Some Standard Trie Problems

1. Longest Prefix Matching

Problem:

Given a dictionary of words and an input string, find the longest prefix of the string which is also a word in dictionary.

Example:

Dictionary of words : {are, area, base, cat, cater, children, basement}

Input: caterer Output: cater

Input: basemexy Output: base

Input: child Output:

Solution:
  • Build a Trie of all dictionary words.
  • Once the Trie is built, traverse through it using characters of input string.
  • If prefix matches a dictionary word, store current length and look for a longer match.
  • Finally, return the longest match.

2. Printing unique rows in a given boolean matrix

Problem:

Given a binary matrix, print all unique rows of the given matrix.

Example:

Input: Output:

{0, 1, 0, 0, 1} 0 1 0 0 1

{1, 0, 1, 1, 0} 1 0 1 1 0

{0, 1, 0, 0, 1} 1 1 1 0 0

{1, 1, 1, 0, 0}

Solution:
  • Consider every row as a string and add it to trie.
  • Then suggest all words in trie using trie.word_suggest(“*“).

Note: Better solution is to use every row as a string and key to the hash or dictionary.

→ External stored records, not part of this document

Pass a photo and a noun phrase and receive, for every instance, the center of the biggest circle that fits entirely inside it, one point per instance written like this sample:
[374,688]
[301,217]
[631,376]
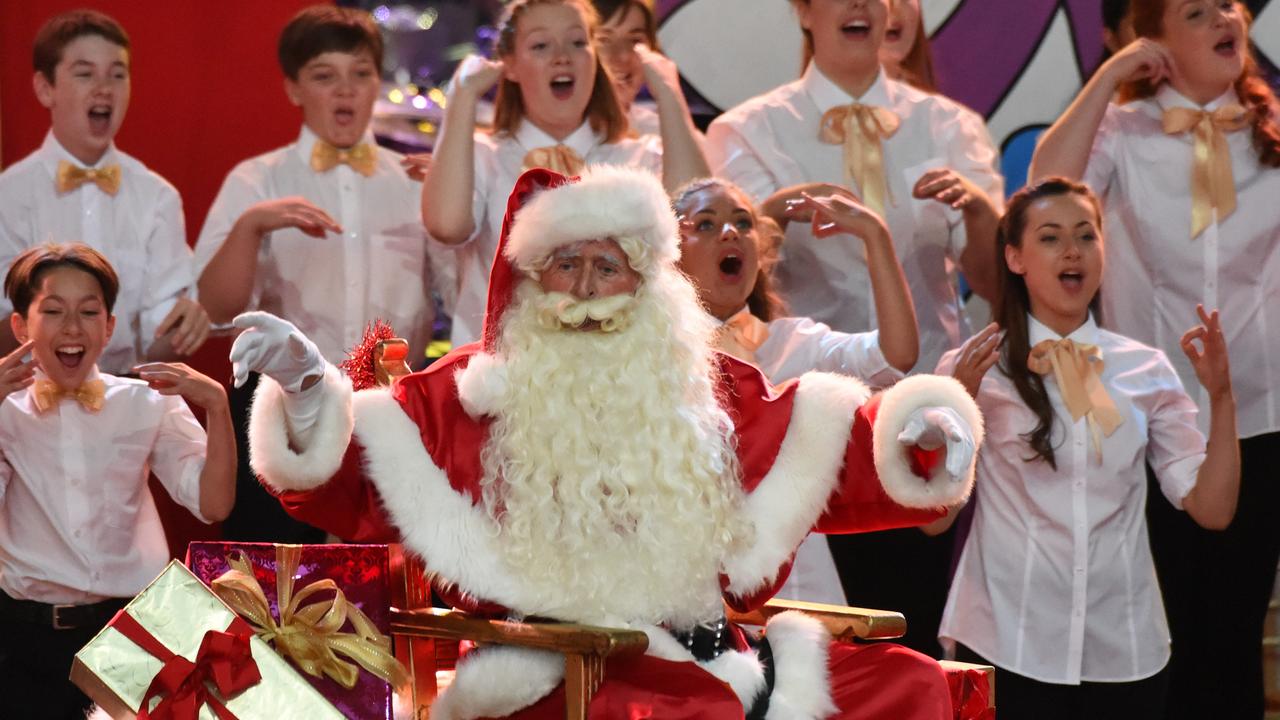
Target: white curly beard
[611,468]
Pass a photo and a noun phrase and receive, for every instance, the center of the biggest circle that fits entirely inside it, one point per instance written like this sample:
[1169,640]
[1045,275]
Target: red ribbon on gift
[224,659]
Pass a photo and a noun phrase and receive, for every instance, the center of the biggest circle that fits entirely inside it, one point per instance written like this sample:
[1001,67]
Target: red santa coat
[816,455]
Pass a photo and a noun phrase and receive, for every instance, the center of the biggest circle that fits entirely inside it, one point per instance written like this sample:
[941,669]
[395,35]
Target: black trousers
[1023,698]
[903,570]
[35,662]
[1216,588]
[257,516]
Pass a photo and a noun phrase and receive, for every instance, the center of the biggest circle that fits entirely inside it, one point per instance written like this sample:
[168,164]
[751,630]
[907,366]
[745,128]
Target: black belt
[60,616]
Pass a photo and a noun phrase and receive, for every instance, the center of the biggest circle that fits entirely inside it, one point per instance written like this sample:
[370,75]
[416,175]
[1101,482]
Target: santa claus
[595,460]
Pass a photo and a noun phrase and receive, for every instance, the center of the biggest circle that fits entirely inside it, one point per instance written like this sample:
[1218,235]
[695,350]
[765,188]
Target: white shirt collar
[53,151]
[307,140]
[826,94]
[1038,332]
[581,140]
[1168,98]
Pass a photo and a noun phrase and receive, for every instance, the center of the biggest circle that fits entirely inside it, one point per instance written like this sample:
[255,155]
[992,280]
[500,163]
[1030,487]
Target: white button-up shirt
[1157,272]
[771,142]
[333,287]
[498,164]
[796,346]
[1056,580]
[77,520]
[140,231]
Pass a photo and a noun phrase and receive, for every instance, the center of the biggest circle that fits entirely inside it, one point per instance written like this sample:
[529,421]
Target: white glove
[931,428]
[274,347]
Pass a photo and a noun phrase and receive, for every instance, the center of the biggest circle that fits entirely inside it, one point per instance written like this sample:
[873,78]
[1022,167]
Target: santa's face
[590,272]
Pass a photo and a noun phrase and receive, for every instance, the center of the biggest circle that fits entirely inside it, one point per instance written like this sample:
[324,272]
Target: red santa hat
[547,212]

3. Implement Reverse DNS Lookup Cache

Problem:

Reverse DNS look up is using an internet IP address to find a domain name. For example, .

Example:

Input: 74.125.200.106 Output: google.in

Solution:
  • One solution is to use Hashing.
  • Advantage of Trie based solutions is, worst case upper bound is O(1) for Trie, for hashing, the best possible average case time complexity is O(1).
  • Also, with Trie we can implement prefix search (finding all urls for a common prefix of IP addresses).
  • The general disadvantage of Trie is large amount of memory requirement, this is not a major problem here as the alphabet size is only 11 here.
  • Ten characters are needed for digits from ‘0’ to ‘9’ and one for dot (‘.’).
  • The idea is to store IP addresses in Trie nodes and in the last node we store the corresponding domain name.

4. Implement Forward DNS Lookup Cache

Problem:

Forward DNS look up is getting IP address for a given domain name typed in the web browser.

Solution:
  • One solution is to use Hashing.
  • We can implement this similar to Backward DNS Look Up but here instead of 11 we will have 27 characters (a-z & “.”).